Overview: Kinect.me was created to complement the Kinect for Xbox 360 global tour, giving consumers the chance to share their first Kinect experience with others online and to experience the game before it was for sale. The site showcases real-time reactions from people using the game, giving them a chance to share personal stories, not just product stories. As a result, the videos and quotes featured on the site serve as strong testimonials and proof that "trying is believing." The navigation is a seemingly endless scrolling wall of videos, featuring everyone who went to the tour.

• Initial concepting for the Kinect campaign started in February 2010, production began in May and the site launched July 27, 2010.
• All of the files and applications on the backend are hosted on the Windows Azure platform; providing access to the files to site visitors all over the world on a high availability cloud solution made hosting and localization more scalable and easier to deploy.
• The average time spent was 6:88 minutes per visit; over 40,000 videos were recorded globally; and 21 percent of all videos that were viewed were shared (95 percent were shared on Facebook).

Comments by Stephen Clements:
Was the topic/subject of the project a new one? "Kinect is an amazingly innovative product. When we first tried it our jaws dropped and we realized that there wasn't much messaging required. The product is secondary to the experience. Our idea was to simply showcase the experience—'The Kinect Effect.'"

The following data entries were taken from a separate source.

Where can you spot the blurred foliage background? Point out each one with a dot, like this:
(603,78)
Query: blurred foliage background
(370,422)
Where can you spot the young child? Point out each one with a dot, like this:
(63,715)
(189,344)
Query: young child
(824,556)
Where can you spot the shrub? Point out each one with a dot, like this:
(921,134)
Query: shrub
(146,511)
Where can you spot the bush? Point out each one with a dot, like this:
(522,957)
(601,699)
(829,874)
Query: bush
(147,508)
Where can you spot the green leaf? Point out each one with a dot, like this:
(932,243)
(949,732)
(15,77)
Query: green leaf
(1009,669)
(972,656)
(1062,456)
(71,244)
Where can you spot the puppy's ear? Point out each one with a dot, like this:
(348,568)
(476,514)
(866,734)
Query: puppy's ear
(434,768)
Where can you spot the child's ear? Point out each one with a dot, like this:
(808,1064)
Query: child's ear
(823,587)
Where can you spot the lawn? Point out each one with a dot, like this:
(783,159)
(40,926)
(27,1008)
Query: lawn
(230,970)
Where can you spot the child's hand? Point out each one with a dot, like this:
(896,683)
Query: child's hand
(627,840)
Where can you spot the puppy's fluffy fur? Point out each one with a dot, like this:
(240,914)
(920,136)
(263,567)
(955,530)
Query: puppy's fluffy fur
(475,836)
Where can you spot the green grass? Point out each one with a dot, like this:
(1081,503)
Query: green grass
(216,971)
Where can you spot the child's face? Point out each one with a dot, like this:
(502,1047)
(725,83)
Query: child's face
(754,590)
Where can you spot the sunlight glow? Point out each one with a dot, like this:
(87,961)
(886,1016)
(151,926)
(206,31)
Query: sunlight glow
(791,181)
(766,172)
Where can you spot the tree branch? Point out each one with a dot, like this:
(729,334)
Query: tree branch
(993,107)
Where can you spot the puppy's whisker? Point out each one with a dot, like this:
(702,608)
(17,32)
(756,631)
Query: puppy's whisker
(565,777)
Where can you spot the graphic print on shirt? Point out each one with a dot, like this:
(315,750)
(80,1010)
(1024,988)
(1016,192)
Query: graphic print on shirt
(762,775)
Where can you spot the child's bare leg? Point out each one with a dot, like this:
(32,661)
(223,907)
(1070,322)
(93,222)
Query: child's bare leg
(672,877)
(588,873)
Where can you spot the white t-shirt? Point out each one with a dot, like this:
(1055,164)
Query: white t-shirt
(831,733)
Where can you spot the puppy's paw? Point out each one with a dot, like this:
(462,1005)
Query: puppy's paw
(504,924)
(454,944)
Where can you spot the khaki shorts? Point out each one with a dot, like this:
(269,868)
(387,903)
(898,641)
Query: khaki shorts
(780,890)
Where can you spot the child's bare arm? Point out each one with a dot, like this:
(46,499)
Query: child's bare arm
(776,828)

What was the most challenging aspect of the project? "When capturing video through on-site Web cams, quality can be particularly difficult to refine, so we had to find a balance between the video quality and file size that wouldn't hinder the site experience. We consulted with the demo tour agency (Sparks) to enact a series of tests and refinements to video capture hardware and device drivers in order to reach an acceptable level of quality. Because the global tour was executed by another agency, we also had to coordinate efforts to ensure proper capture and delivery. Each Kinect Tour installation needed the right equipment and technology and any variance made a significant impact on the video capture process (for example, we had to ensure that the guest pass number was part of the LiveCast server and that the appropriate Web cam hardware was purchased in all countries). We also had to provide a way for these mobile tour installations to maintain broadband-level connections to the Internet no matter where they were located. We purchased several broadband bonding service appliances from Mushroom Networks that aggregate up to four USB broadband modems from various data providers into one higher capacity Internet connection."

How did this project compare with others you're worked on in the past? "It's the technology that brings this idea to life. There is a humming engine of gadgets and gizmos that powers the content collection and distribution. The trick, as always, is giving the technology relevancy. People don't expect to see it, they just want it to make sense and as marketers we want it to say something. The Kinect Effect really sells people on the idea that Kinect is an experience worth sharing—and the videos let them do that."